The editors do nt claim that the volume is fully comprehensive, but they have achieved in their selections an expression of the richness and variety of black art. A black writer talks to a black painter in the related language of the arts, but black art follows no prescribed formula or form, as Toni Morrison makes clear in the interview with her in this volume. This is surely in evidence in Robert Hayden's spontaneous "American Journal," for example.

It is hard to believe that there could ever have been talk in America of the innate inferiority of blacks. As "Chant of Saints" proves, this race of unique and determined people has triumphed over institutional degradation to the extent that its achievement has become an important part of American culture. Ralph Ellison declares, in an interview conducted by the editors, that "American culture would not exist without its Afro-American component, or if it did, it would be quite different." Or is the world still under the grips of lionized writers like Conrad, who in Chinua Achebe's piece, "An Image of Africa," is frightened by the realization that the black man shares a common humanity with the white? "Chant of Saints" is a black cultural harvest. It is, to change the metaphor, a single pot out of which students, teachers and lecturers can help themselves to the rich food of the black survival in history and in art.

The conversation with Toni Morrison in "Chant of Saints" includes a description of different types of black American women. "Midnight Birds," in which Mary Helen Washington has collected short stories from black women writing in the '70s, continues this discussion. It is a book that is difficult to fault, except that African women writers, though black, are hardly represented. Nonetheless, the universality of its message is not diminished. For example, one can recognize Toni Morrison's Eva Pearce in black women anywhere, whether among the desperate ones in London or those in Africa.
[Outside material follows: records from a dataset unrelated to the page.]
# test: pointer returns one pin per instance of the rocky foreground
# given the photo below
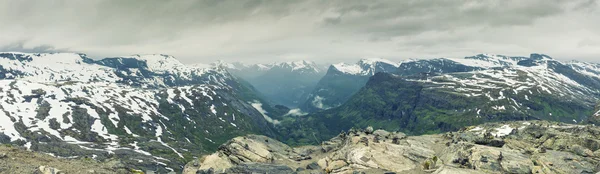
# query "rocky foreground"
(510, 147)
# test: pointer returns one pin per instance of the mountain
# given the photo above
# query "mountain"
(286, 83)
(149, 111)
(595, 118)
(506, 147)
(342, 81)
(427, 101)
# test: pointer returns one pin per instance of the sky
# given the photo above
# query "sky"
(204, 31)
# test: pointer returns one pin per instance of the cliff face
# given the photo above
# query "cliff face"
(508, 147)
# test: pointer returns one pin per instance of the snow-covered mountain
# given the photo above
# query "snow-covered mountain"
(286, 83)
(151, 111)
(439, 95)
(343, 80)
(366, 67)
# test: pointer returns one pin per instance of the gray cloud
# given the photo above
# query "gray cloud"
(272, 30)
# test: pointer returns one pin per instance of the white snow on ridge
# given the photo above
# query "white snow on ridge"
(349, 69)
(364, 67)
(373, 61)
(258, 106)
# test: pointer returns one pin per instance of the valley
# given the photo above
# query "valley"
(152, 113)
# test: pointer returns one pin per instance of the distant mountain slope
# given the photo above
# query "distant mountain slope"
(428, 102)
(342, 81)
(286, 83)
(150, 111)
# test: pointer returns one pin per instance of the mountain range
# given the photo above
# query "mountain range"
(287, 83)
(148, 110)
(439, 95)
(152, 112)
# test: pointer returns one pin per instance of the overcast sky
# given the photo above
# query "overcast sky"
(197, 31)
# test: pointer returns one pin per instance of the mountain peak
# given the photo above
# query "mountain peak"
(537, 56)
(367, 67)
(158, 62)
(377, 60)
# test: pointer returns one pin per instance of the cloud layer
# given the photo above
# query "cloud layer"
(332, 31)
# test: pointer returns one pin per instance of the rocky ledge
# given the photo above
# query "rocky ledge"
(507, 147)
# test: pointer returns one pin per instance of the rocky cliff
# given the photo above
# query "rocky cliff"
(507, 147)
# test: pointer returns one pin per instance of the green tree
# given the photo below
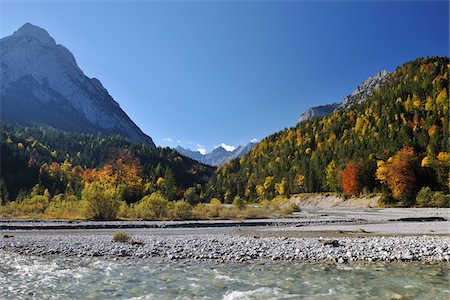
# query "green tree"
(101, 201)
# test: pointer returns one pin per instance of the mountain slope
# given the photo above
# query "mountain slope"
(410, 109)
(42, 85)
(361, 93)
(27, 152)
(218, 156)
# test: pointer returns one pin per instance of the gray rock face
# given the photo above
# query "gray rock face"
(318, 111)
(363, 91)
(218, 156)
(41, 84)
(360, 94)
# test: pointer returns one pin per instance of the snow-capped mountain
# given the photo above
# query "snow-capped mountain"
(218, 156)
(360, 94)
(41, 84)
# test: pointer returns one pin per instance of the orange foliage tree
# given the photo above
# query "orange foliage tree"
(351, 179)
(398, 173)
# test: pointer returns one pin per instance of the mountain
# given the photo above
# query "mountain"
(27, 153)
(361, 93)
(403, 124)
(218, 156)
(41, 84)
(318, 112)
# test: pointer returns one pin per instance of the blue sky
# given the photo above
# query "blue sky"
(202, 73)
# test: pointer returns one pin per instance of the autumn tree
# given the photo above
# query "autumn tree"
(330, 177)
(351, 179)
(101, 201)
(398, 173)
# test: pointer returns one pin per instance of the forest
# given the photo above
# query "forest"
(394, 144)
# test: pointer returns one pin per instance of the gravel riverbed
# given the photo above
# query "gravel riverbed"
(225, 247)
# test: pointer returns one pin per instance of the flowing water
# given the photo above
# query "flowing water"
(58, 277)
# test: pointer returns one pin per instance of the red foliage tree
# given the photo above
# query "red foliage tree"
(351, 179)
(399, 175)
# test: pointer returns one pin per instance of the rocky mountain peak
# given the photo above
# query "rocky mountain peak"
(38, 33)
(43, 85)
(360, 94)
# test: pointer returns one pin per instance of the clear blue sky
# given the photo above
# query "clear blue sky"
(211, 72)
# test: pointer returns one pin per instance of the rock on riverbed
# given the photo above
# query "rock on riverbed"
(228, 247)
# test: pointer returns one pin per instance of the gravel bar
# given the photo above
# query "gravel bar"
(226, 247)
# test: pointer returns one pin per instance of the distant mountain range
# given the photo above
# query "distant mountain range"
(41, 84)
(361, 93)
(395, 139)
(218, 156)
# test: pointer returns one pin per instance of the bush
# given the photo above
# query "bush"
(65, 207)
(214, 208)
(427, 198)
(440, 200)
(424, 197)
(239, 203)
(181, 210)
(121, 237)
(101, 202)
(152, 207)
(200, 211)
(35, 205)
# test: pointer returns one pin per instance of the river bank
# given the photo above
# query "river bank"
(329, 234)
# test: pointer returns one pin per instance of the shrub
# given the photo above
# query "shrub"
(121, 237)
(428, 198)
(101, 201)
(214, 208)
(239, 203)
(62, 207)
(32, 206)
(181, 210)
(152, 207)
(424, 197)
(200, 211)
(440, 200)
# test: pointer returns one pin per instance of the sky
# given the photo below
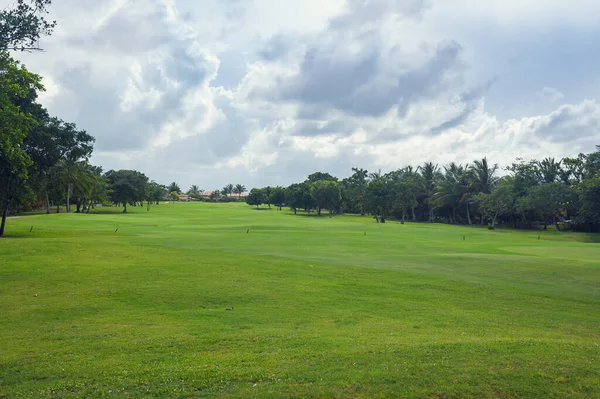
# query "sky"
(265, 92)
And her type cuts across race. dDo we not read of Jewish women who threw their babies out of cattle-coach windows to save them from the gas chamber?

"Midnight Birds" speaks through its admirable selection of stories to black women in particular and to all women in general. The message is clear: It is about time we women start to talk to each other, the white to the black, the black American to her African sister, ironing out our differences. For as Toni Morrison said, "Because when you don't have a woman to really talk to, whether it be an aunt or a sister or a friend, that is the real loneliness."